If you’re thinking about an au pair, or foreign live-in nanny, the best resources for most of your questions are the sites of the major companies themselves, among them Cultural Care and Au Pair in America (APIA).
However, if you want the kind of insights you can only get from a family like yours who has actually experienced the program, read on.
Things We Learned the Hard Way:
We chose a 19 year old for our first au pair, thinking we wouldn’t have to deal with late night partying or alcohol related incidents.
Ultimately, we learned that you can’t control an adult outside the confines of your home; luckily nothing ever became an issue. However, we also learned that a lot of festivals, street fairs, and concerts are 21 and up and this age restriction can make for a pretty bored and lonely au pair- a frustrated one too as many au pairs are of legal drinking age in their home countries.

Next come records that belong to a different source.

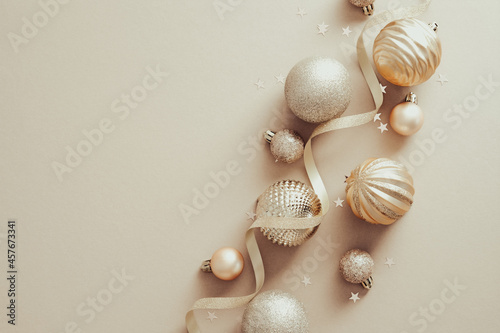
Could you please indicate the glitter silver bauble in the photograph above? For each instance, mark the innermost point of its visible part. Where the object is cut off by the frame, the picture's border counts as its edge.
(380, 191)
(318, 89)
(288, 198)
(356, 266)
(286, 145)
(275, 311)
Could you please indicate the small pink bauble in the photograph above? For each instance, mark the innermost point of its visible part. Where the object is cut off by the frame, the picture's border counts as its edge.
(407, 118)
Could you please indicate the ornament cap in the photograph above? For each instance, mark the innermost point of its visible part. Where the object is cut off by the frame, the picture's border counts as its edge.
(368, 10)
(368, 283)
(269, 135)
(206, 266)
(412, 98)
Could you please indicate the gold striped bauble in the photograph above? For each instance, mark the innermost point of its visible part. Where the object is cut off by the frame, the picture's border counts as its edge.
(380, 191)
(407, 52)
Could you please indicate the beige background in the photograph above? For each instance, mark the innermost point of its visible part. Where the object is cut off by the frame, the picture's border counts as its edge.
(119, 210)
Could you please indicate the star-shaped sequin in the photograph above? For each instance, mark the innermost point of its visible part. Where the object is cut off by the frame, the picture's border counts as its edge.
(306, 281)
(442, 79)
(339, 202)
(346, 31)
(211, 316)
(382, 88)
(251, 215)
(382, 127)
(354, 297)
(280, 78)
(301, 12)
(260, 84)
(389, 262)
(323, 28)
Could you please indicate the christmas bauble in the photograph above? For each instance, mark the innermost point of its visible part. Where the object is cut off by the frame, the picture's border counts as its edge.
(356, 266)
(318, 89)
(407, 52)
(286, 145)
(288, 198)
(275, 311)
(380, 191)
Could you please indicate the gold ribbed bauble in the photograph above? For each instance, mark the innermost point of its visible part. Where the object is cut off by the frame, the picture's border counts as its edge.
(407, 52)
(380, 191)
(288, 198)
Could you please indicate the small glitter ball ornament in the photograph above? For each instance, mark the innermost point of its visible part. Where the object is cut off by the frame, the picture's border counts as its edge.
(275, 311)
(407, 52)
(356, 266)
(407, 118)
(286, 145)
(366, 5)
(380, 191)
(288, 198)
(318, 89)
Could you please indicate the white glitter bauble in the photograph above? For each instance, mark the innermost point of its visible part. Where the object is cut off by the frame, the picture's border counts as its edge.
(286, 145)
(356, 266)
(318, 89)
(288, 198)
(275, 311)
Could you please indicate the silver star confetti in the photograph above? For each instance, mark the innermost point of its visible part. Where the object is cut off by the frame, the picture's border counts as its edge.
(382, 127)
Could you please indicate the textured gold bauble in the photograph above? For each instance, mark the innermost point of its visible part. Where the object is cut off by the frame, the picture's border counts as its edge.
(407, 52)
(380, 191)
(318, 89)
(275, 311)
(288, 198)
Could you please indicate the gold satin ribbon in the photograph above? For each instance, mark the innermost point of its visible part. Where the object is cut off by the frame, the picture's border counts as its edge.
(221, 303)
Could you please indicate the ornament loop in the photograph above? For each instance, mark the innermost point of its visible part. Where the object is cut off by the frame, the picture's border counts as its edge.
(206, 267)
(269, 135)
(368, 10)
(412, 98)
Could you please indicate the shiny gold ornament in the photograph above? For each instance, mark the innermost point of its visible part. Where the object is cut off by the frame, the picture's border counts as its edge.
(380, 191)
(288, 198)
(407, 52)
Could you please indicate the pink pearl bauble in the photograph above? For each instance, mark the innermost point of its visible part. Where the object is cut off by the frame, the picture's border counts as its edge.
(406, 118)
(227, 263)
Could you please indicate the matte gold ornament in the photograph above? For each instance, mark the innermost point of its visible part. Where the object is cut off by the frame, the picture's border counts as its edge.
(288, 198)
(380, 191)
(407, 52)
(318, 89)
(366, 5)
(275, 311)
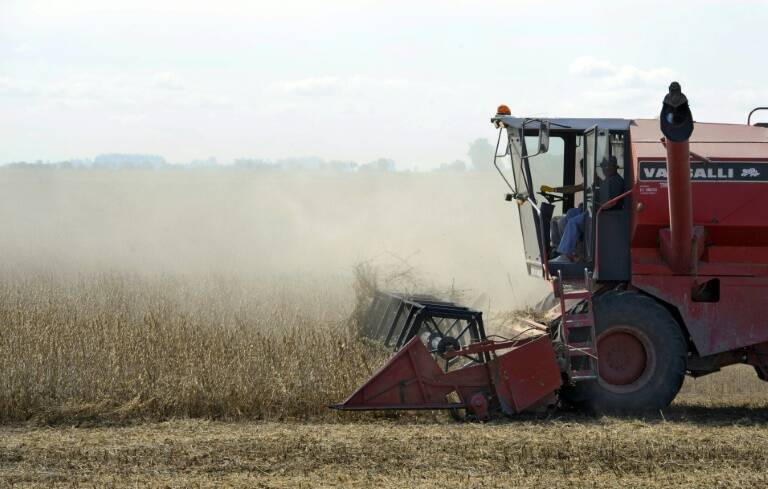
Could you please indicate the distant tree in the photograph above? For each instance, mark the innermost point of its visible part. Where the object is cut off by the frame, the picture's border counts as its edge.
(380, 165)
(454, 166)
(481, 154)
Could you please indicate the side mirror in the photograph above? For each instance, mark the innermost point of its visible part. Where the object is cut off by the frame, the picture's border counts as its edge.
(544, 137)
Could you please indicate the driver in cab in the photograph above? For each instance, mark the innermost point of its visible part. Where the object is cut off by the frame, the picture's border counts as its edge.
(573, 222)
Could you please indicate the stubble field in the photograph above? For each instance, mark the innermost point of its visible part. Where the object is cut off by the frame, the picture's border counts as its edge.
(216, 369)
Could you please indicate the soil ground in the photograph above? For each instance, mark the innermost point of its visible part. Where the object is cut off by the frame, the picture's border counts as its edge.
(697, 442)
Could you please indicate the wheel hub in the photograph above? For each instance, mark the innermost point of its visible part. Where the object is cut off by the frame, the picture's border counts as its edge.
(625, 358)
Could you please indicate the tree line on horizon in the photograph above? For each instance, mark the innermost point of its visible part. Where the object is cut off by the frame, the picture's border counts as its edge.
(479, 153)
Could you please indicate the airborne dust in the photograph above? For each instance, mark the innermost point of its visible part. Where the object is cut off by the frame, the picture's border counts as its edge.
(447, 230)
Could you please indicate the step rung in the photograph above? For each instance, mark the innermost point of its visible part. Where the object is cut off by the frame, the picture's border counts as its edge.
(578, 351)
(583, 376)
(577, 294)
(578, 323)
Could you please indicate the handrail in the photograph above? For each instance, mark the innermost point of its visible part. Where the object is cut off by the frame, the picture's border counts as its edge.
(749, 117)
(597, 229)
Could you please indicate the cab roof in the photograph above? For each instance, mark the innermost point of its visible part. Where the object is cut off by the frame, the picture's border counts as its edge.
(711, 140)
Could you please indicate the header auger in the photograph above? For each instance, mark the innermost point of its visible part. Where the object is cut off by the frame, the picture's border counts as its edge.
(654, 236)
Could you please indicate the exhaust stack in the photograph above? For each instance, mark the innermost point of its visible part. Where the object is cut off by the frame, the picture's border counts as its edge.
(679, 243)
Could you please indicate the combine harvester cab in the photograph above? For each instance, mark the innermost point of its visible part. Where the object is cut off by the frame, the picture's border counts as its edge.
(664, 272)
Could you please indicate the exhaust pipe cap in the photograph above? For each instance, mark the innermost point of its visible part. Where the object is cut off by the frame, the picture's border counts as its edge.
(676, 120)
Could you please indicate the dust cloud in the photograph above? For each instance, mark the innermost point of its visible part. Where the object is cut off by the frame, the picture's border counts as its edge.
(451, 229)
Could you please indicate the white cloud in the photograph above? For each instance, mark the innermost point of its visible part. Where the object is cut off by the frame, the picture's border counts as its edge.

Originally, we thought we’d be able to simply share one of our existing vehicles with our au pair. Per the company’s policies, this is totally legitimate. However, keeping track of mileage and gas on a shared vehicle was kind of a nightmare. Additionally, we didn’t even think about having ‘the talk’ before handing her the keys (namely, what kind of damage we’d expect her to fix and to what amount).
We’ve since designated a car exclusively for our au pair’s use and this has made life easier for everyone. We’ve also learned that au pairs are responsible for up to $500 in damage (at least through APIA). Our first au pair had two accidents, the second had a run in with a rock, and we’ve heard a lot of stories about other au pairs who have had similar incidents.
For our third au pair, we plan on marking up a schematic of a car together (like they do at rental car places), so we can be on the same page about what dents and dings were there before she drives it. We’ve also learned to be clear on what we mean by damage: in our minds, damage is damage but some au pairs may feel that if the damage is only cosmetic, fixing it is optional. It’s best to communicate before the first incident.
Having an au pair along on vacation can provide you with time to relax sans kids!
It also gives you a chance to get to know your au pair in a new setting and for her to see a new place. However, what is not fun or relaxing for anyone is feeling resentful, frustrated or confused. We learned that it’s important to communicate whether or not the vacation time will be paid, the hours you expect her to work, and the items for which she should pay well before you set sail.
We are expecting our third au pair in October and have learned so much from each girl. What tips do you have for hosting an au pair or live-in nanny?